Helm Values Walkthrough#

SettingPurpose
server.replicaCount: 1Single replica per service. See Temporal HA Cluster for production.
persistence.default.sql.driver: postgres12PostgreSQL 12+ wire protocol. Works with PostgreSQL 13-16.
schema.setup.enabled: trueRun schema creation job on install.
elasticsearch.enabled: falseUse SQL-based visibility. Simpler but less powerful for listing workflows.

Accessing Temporal#

Port-forward the Web UI and frontend:

kubectl port-forward -n temporal svc/temporal-web 8080:8080 &
kubectl port-forward -n temporal svc/temporal-frontend 7233:7233 &

Open http://localhost:8080 for the Web UI. Test the CLI:

temporal operator namespace list
temporal operator namespace create --namespace test-ns --retention 72h

Verifying the Installation#

# Check all pods
kubectl get pods -n temporal

# Check cluster health
temporal operator cluster health
# SERVING

# Start a test workflow (no worker needed to verify server accepts it)
temporal workflow start \
  --task-queue test-queue \
  --type HelloWorkflow \
  --workflow-id test-001

temporal workflow describe --workflow-id test-001

The workflow stays “Running” because no worker is registered.
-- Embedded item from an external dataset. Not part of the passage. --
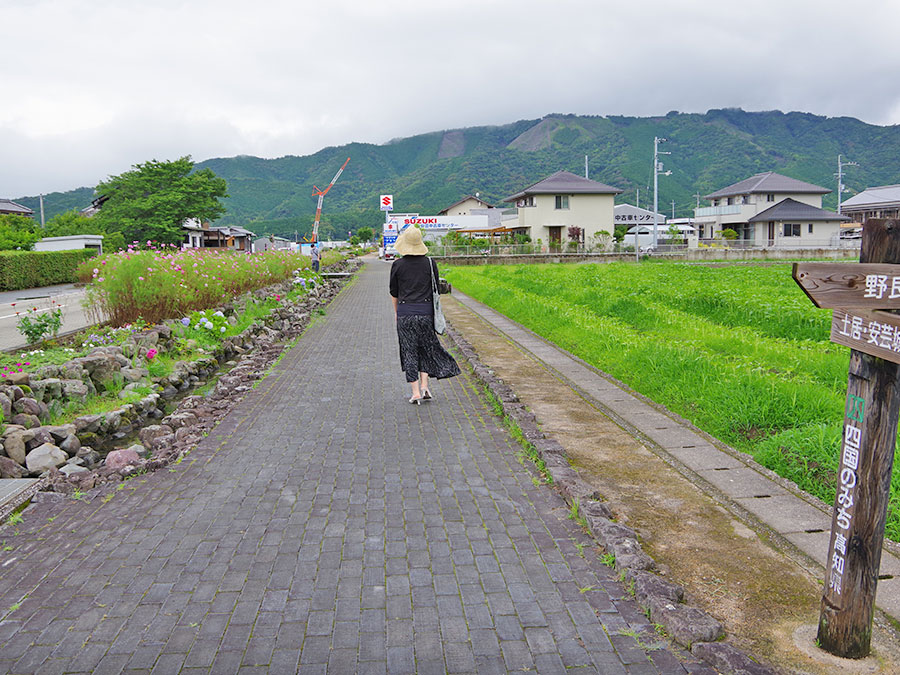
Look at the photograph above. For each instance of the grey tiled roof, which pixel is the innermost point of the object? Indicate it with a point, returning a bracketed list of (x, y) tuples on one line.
[(564, 182), (882, 195), (478, 199), (792, 210), (769, 182), (9, 206)]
See Your First Temporal Workflow in Go to build one.

Teardown#

# Quick (from companion repo)
make cluster-down

# Manual
helm uninstall temporal -n temporal
helm uninstall temporal-postgresql -n temporal
kubectl delete pvc --all -n temporal
kubectl delete namespace temporal
minikube delete --profile=temporal

Troubleshooting#

CrashLoopBackOff on server pods. Usually the schema job did not complete. Check kubectl logs -n temporal job/temporal-schema-setup. If PostgreSQL was not ready, delete the jobs and reinstall:

kubectl delete job -n temporal temporal-schema-setup temporal-schema-update
helm upgrade --install temporal temporal/temporal -n temporal -f values-temporal.yaml

PostgreSQL connection refused. Verify the service name matches your values file: kubectl get svc -n temporal | grep postgresql. The Bitnami chart names the service after the release name directly (e.g., temporal-postgresql, not temporal-postgresql-postgresql).

Pods stuck in Pending. Insufficient resources. Increase minikube allocation:

minikube stop --profile=temporal
minikube start --profile=temporal --cpus=6 --memory=10240

Web UI shows no data. Check frontend logs for gRPC or persistence errors: kubectl logs -n temporal deployment/temporal-frontend --tail=50.